How to traverse a Huffman tree?

DVM :

I'm new to programming and I'm currently trying to learn Python. I'm doing am following a tutorial that consist in building a Huffman coding app through 4 steps; I've got the first 3 but I'm stuck in the fourth. First step is getting the frequency of a unique character in a string like this:

{'a': 8, 'b': 7, 'c': 6, 'd': 5, 'e': 4, 'f': 3, 'g': 2, 'h': 1}

Second step is putting the characters and frequency in tuples:

[(8, 'a'), (7, 'b'), (6, 'c'), (5, 'd'), (4, 'e'), (3, 'f'), (2, 'g'), (1, 'h')]

Third step is actually building the tree, which looks something like this:

[(36, (15, (7, 'b'), (8, 'a')), (21, (9, (4, 'e'), (5, 'd')), (12, (6, 'c'), 
 (6, (3, 'f'), (3, (1, 'h'), (2, 'g'))))))]

The fourth step is to "traverse" the tree while assigning each branch a code, 1 if it's on the left and 0 if it's on the right. I've thought of a few ways to do this, but I haven't had much success.

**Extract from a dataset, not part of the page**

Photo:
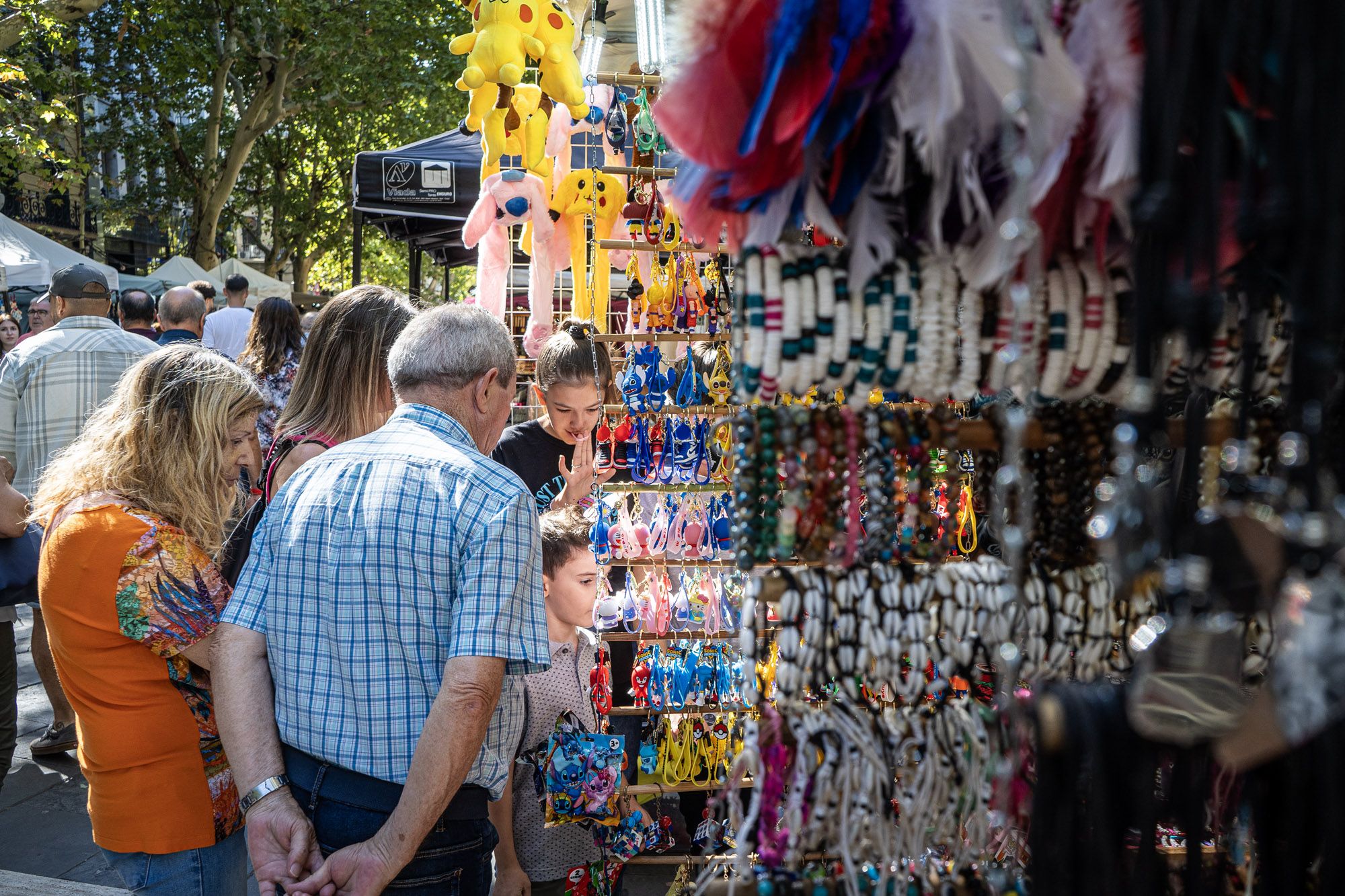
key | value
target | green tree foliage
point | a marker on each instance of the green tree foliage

I see that each tier of the tree list has two elements (tree[1] and tree[2]) that represent the left and right branches, but I don't know what's the most efficient way to reiterate over the tree. I thought of using a loop that would keep going deeper into each branch if it detected the character belonged to it, but it didn't work and I'm not sure why.

def in_list(my_list, item):
    try:
        return any(item in sublist for sublist in my_list)
    except:
        return False


def get_codes(tree, tuples):

    tree = tree[0]

    for i in tuples:
        check = True
        while check is True:
            if in_list(tree[1], i) is True:
                print(i, 'is in 1')
                node1 = True
            else:
                node1 = False
            if in_list(tree[2], i) is True:
                print(i, 'is in 2')
                node2 = True
            else:
                node2 = False

            tree = tree[2]

            if node1 is False and node2 is False:
                check = False

    return 'test'

I'm not even sure this is the best way to approach this.

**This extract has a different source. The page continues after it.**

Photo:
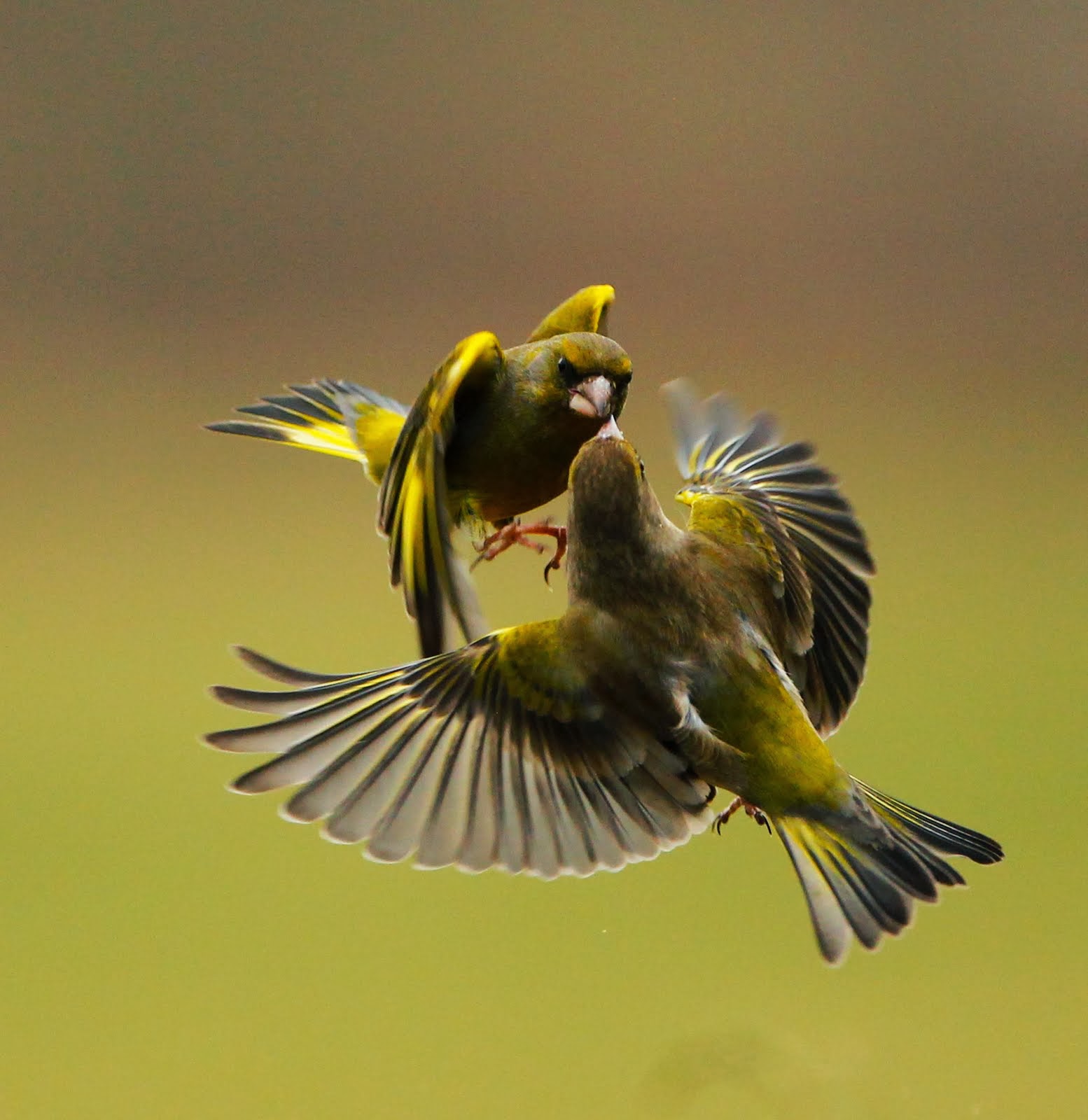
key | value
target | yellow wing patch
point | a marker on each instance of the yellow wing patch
(412, 504)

Here's my full code in case it's necessary:

def get_frequency(string):
    freq = dict.fromkeys(string, 0)   # fromKeys function takes every unique element of the given parameter.
    for i in string:                  # If given a string, it take each unique character.
        freq[i] += 1

    print('Step 1: ', freq)
    return freq


def get_nodes(dictionary):
    node_list = []

    list_keys = list(dictionary.values())
    list_values = list(dictionary.keys())

    for i in range(len(list_keys)):
        node_list.append((list_keys[i], list_values[i]))

    print('Step 2: ', node_list)
    return node_list


def get_tree(node_set):

    tree_list = node_set

    for i in range(len(tree_list)-1):

        # Sort nodes in ascending order. Lowest frequency first
        tree_list.sort(key=lambda tup: tup[0])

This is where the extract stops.